Model Compression & Adaption Support Grid

Below are tables summarizing the support for various compression and adaption techniques across different models. Apart from these, other similar models may be supported but have not been tested.

Vision Compression

Note that in the Table below, CPU and GPU indicate the target device of deployment.
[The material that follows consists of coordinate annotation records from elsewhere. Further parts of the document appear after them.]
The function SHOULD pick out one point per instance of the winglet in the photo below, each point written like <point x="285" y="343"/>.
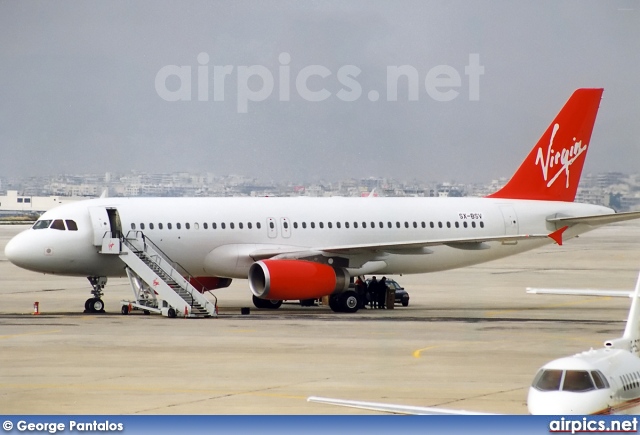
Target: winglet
<point x="556" y="236"/>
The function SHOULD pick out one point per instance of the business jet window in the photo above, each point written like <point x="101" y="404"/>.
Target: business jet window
<point x="71" y="225"/>
<point x="548" y="380"/>
<point x="577" y="380"/>
<point x="58" y="225"/>
<point x="39" y="225"/>
<point x="599" y="380"/>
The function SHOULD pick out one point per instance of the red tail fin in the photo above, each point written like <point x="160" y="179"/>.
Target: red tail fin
<point x="552" y="169"/>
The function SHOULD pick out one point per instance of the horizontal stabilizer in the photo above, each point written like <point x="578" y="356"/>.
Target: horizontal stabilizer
<point x="390" y="408"/>
<point x="597" y="219"/>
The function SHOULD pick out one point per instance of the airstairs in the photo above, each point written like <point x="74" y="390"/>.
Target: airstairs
<point x="157" y="284"/>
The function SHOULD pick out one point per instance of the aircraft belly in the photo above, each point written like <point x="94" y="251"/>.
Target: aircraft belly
<point x="445" y="257"/>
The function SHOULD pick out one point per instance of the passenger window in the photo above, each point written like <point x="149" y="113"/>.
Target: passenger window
<point x="548" y="380"/>
<point x="577" y="380"/>
<point x="58" y="225"/>
<point x="41" y="224"/>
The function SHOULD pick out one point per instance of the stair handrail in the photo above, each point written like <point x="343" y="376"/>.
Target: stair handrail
<point x="158" y="252"/>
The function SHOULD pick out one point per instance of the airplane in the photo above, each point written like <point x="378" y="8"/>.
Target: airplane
<point x="305" y="248"/>
<point x="595" y="382"/>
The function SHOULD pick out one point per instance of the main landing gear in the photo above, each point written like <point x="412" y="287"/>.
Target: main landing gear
<point x="95" y="304"/>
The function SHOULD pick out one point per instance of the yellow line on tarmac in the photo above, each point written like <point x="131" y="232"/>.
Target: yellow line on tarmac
<point x="4" y="337"/>
<point x="564" y="304"/>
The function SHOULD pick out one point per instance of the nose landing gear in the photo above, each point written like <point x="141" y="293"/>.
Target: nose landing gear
<point x="95" y="304"/>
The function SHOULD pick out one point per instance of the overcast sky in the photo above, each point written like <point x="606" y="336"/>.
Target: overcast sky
<point x="85" y="86"/>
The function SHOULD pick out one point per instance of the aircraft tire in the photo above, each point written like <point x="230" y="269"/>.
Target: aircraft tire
<point x="96" y="305"/>
<point x="349" y="301"/>
<point x="334" y="303"/>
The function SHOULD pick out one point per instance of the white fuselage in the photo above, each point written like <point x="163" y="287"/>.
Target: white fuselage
<point x="620" y="394"/>
<point x="248" y="225"/>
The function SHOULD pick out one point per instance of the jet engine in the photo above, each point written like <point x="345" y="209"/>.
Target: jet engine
<point x="295" y="279"/>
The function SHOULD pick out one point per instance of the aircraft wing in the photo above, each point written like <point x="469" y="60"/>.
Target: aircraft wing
<point x="597" y="219"/>
<point x="579" y="292"/>
<point x="391" y="408"/>
<point x="411" y="247"/>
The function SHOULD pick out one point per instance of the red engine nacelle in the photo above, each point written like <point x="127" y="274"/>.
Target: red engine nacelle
<point x="295" y="279"/>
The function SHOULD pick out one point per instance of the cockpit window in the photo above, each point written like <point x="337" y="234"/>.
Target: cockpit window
<point x="58" y="225"/>
<point x="39" y="225"/>
<point x="577" y="380"/>
<point x="600" y="380"/>
<point x="548" y="380"/>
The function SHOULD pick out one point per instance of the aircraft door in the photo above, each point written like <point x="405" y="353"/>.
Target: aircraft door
<point x="272" y="231"/>
<point x="100" y="222"/>
<point x="285" y="227"/>
<point x="510" y="220"/>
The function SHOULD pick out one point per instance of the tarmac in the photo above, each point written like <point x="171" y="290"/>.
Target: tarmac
<point x="470" y="339"/>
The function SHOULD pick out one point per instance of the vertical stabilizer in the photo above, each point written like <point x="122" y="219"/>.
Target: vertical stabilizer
<point x="552" y="169"/>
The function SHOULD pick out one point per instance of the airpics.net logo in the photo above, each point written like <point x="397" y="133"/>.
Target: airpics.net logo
<point x="257" y="83"/>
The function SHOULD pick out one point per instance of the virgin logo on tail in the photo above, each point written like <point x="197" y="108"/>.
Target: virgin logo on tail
<point x="566" y="157"/>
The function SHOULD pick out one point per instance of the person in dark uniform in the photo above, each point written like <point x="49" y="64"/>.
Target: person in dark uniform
<point x="382" y="292"/>
<point x="372" y="291"/>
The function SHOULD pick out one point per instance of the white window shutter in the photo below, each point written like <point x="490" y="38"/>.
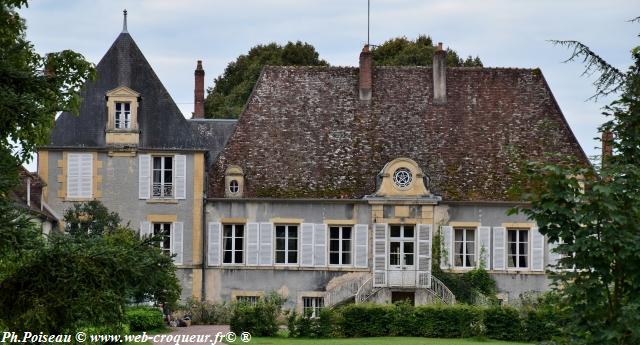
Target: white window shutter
<point x="380" y="254"/>
<point x="86" y="175"/>
<point x="266" y="244"/>
<point x="214" y="242"/>
<point x="320" y="245"/>
<point x="253" y="243"/>
<point x="361" y="255"/>
<point x="177" y="242"/>
<point x="554" y="256"/>
<point x="484" y="246"/>
<point x="79" y="175"/>
<point x="537" y="250"/>
<point x="181" y="176"/>
<point x="145" y="229"/>
<point x="144" y="176"/>
<point x="499" y="247"/>
<point x="423" y="274"/>
<point x="446" y="256"/>
<point x="306" y="244"/>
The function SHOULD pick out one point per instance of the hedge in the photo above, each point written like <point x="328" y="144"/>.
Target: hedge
<point x="434" y="321"/>
<point x="144" y="318"/>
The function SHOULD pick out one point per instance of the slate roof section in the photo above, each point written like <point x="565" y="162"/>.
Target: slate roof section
<point x="161" y="123"/>
<point x="305" y="134"/>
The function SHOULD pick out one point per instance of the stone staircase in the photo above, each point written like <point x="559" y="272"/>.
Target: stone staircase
<point x="360" y="289"/>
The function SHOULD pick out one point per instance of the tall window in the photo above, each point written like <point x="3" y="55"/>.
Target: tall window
<point x="164" y="230"/>
<point x="123" y="115"/>
<point x="286" y="244"/>
<point x="233" y="241"/>
<point x="311" y="306"/>
<point x="340" y="245"/>
<point x="518" y="248"/>
<point x="162" y="177"/>
<point x="464" y="245"/>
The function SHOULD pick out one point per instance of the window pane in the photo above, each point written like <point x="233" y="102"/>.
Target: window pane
<point x="470" y="235"/>
<point x="293" y="256"/>
<point x="408" y="247"/>
<point x="227" y="230"/>
<point x="395" y="231"/>
<point x="524" y="235"/>
<point x="346" y="258"/>
<point x="227" y="256"/>
<point x="334" y="258"/>
<point x="408" y="259"/>
<point x="334" y="232"/>
<point x="293" y="231"/>
<point x="408" y="231"/>
<point x="280" y="257"/>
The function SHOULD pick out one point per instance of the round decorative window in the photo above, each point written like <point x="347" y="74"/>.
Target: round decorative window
<point x="234" y="187"/>
<point x="402" y="177"/>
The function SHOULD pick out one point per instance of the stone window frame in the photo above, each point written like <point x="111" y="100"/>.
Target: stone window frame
<point x="465" y="241"/>
<point x="517" y="254"/>
<point x="286" y="242"/>
<point x="233" y="237"/>
<point x="340" y="239"/>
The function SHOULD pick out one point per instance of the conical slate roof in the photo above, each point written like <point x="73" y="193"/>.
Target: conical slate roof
<point x="162" y="125"/>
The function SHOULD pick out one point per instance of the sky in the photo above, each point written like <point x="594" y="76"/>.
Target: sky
<point x="174" y="34"/>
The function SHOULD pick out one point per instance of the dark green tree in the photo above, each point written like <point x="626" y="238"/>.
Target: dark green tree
<point x="231" y="90"/>
<point x="593" y="214"/>
<point x="401" y="51"/>
<point x="86" y="278"/>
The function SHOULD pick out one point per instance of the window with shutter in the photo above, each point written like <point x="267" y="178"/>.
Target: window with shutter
<point x="79" y="175"/>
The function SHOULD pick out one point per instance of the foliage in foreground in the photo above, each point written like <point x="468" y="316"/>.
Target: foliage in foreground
<point x="85" y="280"/>
<point x="593" y="217"/>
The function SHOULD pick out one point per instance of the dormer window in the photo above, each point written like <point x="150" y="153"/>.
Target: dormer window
<point x="123" y="115"/>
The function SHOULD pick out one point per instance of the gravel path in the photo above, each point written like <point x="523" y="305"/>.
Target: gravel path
<point x="195" y="331"/>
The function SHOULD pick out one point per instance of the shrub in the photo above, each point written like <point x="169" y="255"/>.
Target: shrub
<point x="503" y="323"/>
<point x="144" y="318"/>
<point x="444" y="321"/>
<point x="207" y="313"/>
<point x="365" y="320"/>
<point x="259" y="319"/>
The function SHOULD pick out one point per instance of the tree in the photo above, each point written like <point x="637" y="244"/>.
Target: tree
<point x="85" y="279"/>
<point x="33" y="87"/>
<point x="592" y="215"/>
<point x="401" y="51"/>
<point x="231" y="90"/>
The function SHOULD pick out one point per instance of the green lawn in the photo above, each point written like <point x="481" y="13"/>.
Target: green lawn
<point x="376" y="341"/>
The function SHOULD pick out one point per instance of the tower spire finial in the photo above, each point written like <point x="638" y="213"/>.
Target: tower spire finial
<point x="124" y="23"/>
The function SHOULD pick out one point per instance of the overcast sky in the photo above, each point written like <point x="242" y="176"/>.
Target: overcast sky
<point x="504" y="33"/>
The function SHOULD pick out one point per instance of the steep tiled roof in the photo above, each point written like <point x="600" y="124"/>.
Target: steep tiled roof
<point x="162" y="125"/>
<point x="305" y="133"/>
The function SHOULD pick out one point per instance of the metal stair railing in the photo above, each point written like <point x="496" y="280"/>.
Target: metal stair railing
<point x="344" y="291"/>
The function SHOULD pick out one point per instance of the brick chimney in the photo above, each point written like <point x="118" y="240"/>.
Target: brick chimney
<point x="366" y="70"/>
<point x="439" y="75"/>
<point x="198" y="92"/>
<point x="607" y="145"/>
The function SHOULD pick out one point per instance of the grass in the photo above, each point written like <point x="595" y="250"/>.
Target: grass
<point x="376" y="341"/>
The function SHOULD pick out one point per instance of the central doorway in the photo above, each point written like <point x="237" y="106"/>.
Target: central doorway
<point x="402" y="270"/>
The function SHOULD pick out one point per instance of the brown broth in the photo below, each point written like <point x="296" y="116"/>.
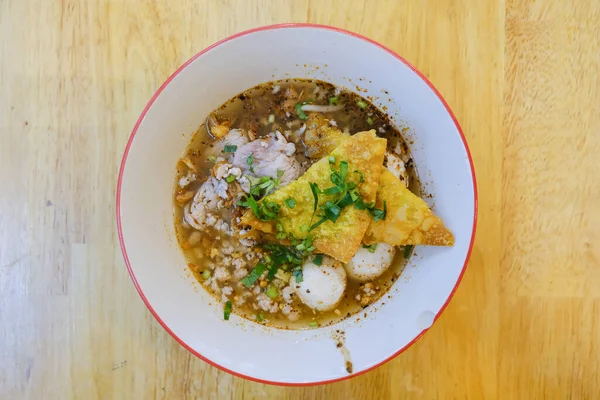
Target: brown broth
<point x="253" y="110"/>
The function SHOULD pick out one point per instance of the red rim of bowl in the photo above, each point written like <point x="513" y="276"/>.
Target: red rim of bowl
<point x="159" y="91"/>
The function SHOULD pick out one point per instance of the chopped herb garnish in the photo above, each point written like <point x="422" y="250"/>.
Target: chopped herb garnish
<point x="250" y="162"/>
<point x="318" y="260"/>
<point x="361" y="104"/>
<point x="314" y="188"/>
<point x="360" y="175"/>
<point x="252" y="277"/>
<point x="290" y="202"/>
<point x="300" y="111"/>
<point x="297" y="274"/>
<point x="332" y="212"/>
<point x="272" y="291"/>
<point x="408" y="251"/>
<point x="345" y="201"/>
<point x="227" y="311"/>
<point x="371" y="248"/>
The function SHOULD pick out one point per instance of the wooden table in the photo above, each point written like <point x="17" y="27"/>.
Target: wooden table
<point x="522" y="78"/>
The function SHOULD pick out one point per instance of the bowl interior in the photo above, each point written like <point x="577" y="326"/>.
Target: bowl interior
<point x="145" y="208"/>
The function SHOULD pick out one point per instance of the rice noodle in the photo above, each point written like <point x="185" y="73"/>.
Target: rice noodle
<point x="317" y="108"/>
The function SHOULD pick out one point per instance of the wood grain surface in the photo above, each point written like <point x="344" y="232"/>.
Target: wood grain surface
<point x="523" y="79"/>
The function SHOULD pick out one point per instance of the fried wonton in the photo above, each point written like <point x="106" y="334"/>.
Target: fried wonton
<point x="409" y="219"/>
<point x="364" y="153"/>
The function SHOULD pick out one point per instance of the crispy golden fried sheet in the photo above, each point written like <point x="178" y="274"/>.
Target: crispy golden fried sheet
<point x="340" y="240"/>
<point x="409" y="219"/>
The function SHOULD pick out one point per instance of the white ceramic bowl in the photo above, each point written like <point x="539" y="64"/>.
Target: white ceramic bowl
<point x="145" y="207"/>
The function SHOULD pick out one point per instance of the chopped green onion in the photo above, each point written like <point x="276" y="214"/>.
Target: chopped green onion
<point x="250" y="162"/>
<point x="314" y="188"/>
<point x="319" y="222"/>
<point x="318" y="260"/>
<point x="300" y="111"/>
<point x="332" y="212"/>
<point x="371" y="248"/>
<point x="360" y="175"/>
<point x="253" y="276"/>
<point x="290" y="202"/>
<point x="272" y="291"/>
<point x="297" y="274"/>
<point x="332" y="190"/>
<point x="227" y="311"/>
<point x="408" y="251"/>
<point x="380" y="214"/>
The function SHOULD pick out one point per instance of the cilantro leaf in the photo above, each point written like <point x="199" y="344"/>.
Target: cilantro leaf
<point x="290" y="202"/>
<point x="250" y="162"/>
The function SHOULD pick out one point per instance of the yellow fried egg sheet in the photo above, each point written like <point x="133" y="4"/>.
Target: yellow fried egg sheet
<point x="409" y="219"/>
<point x="364" y="152"/>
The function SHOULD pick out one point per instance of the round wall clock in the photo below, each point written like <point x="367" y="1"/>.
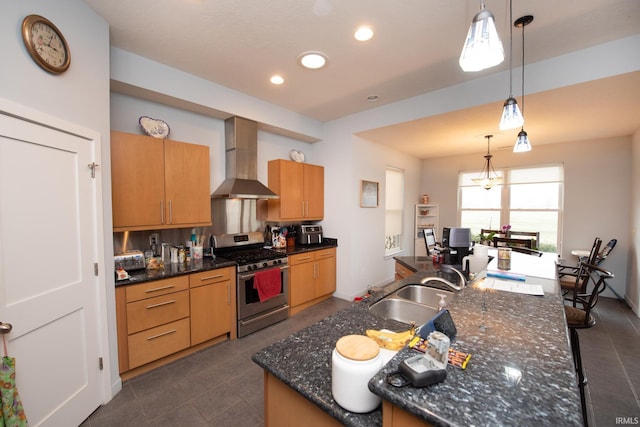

PTQ indicates Post Training Quantization and QAT indicates Quantization Aware Training.

Model	CPU PTQ - Torch	CPU PTQ - OpenVino	CPU PTQ - ONNX	GPU PTQ - TensorRT	CPU QAT - Torch	Knowledge Distillation	Structured Pruning	CPU QAT - OpenVino
Resnet (timm)	✓	✓	✓	✓	✓	✓	✓	✓
Convnextv2 (huggingface)	-	✓	✓	✓	-	✓	✓	✓
Mobilenetv3 (timm)	✓	✓	✓	✓	✓	✓	✓	✓
DeiT (huggingface)	✓	✓	✓	✓	✓	✓	✓	✓
VanillaNet (timm)	-	-	✓	✓	-	✓	✓	✓
Swin (huggingface)	✓	✓	✓	✓	✓	✓	✓	✓
YoloX (mmyolo/mmdet)	-	✓	-	✓	✓	✓	✓	-
RTMDet (mmyolo/mmdet)	-	✓	-	✓	✓	✓	-	-
Yolov8 (mmyolo)	-	-	-	✓	-	✓	-	-

LLM Compression

Model	LLM Quantization	LLM Engine TensorRT	LLM Engine Exllama	LLM Engine MLC-LLM	LLM Structured Pruning
LLaMA	✓	✓	✓	✓	✓
LlaMA-2	✓	✓	✓	✓	✓
Vicuna	✓	✓	✓	✓	✓
Mistral	✓	✓	✓	✓	-
Mixtral	✓	✓	✓	✓	-
Gemma	✓	✓	-	-	-

Adapt

LLM Tasks

Text Generation
Summarization
Question Answering
Text Classification
Translation

All of the major huggingface models are supported for these tasks.

Image Classification

All major image models on huggingface and timm are supported in Adapt.

Object Detection

	LoRA	SSF	DoRA	Full Fine Tuning
YoloX	✓	✓	✓	✓
RTMDet	✓	✓	✓	✓

Instance Segmentation

	LoRA	SSF	DoRA	Full Fine Tuning
SegNeXT	✓	✓	✓	✓

Pose Detection

	LoRA	SSF	DoRA	Full Fine Tuning
RTMO	✓	✓	✓	✓

Note that quantization support (QLoRA/QSSF) for adaptation of vision models is currently not supported.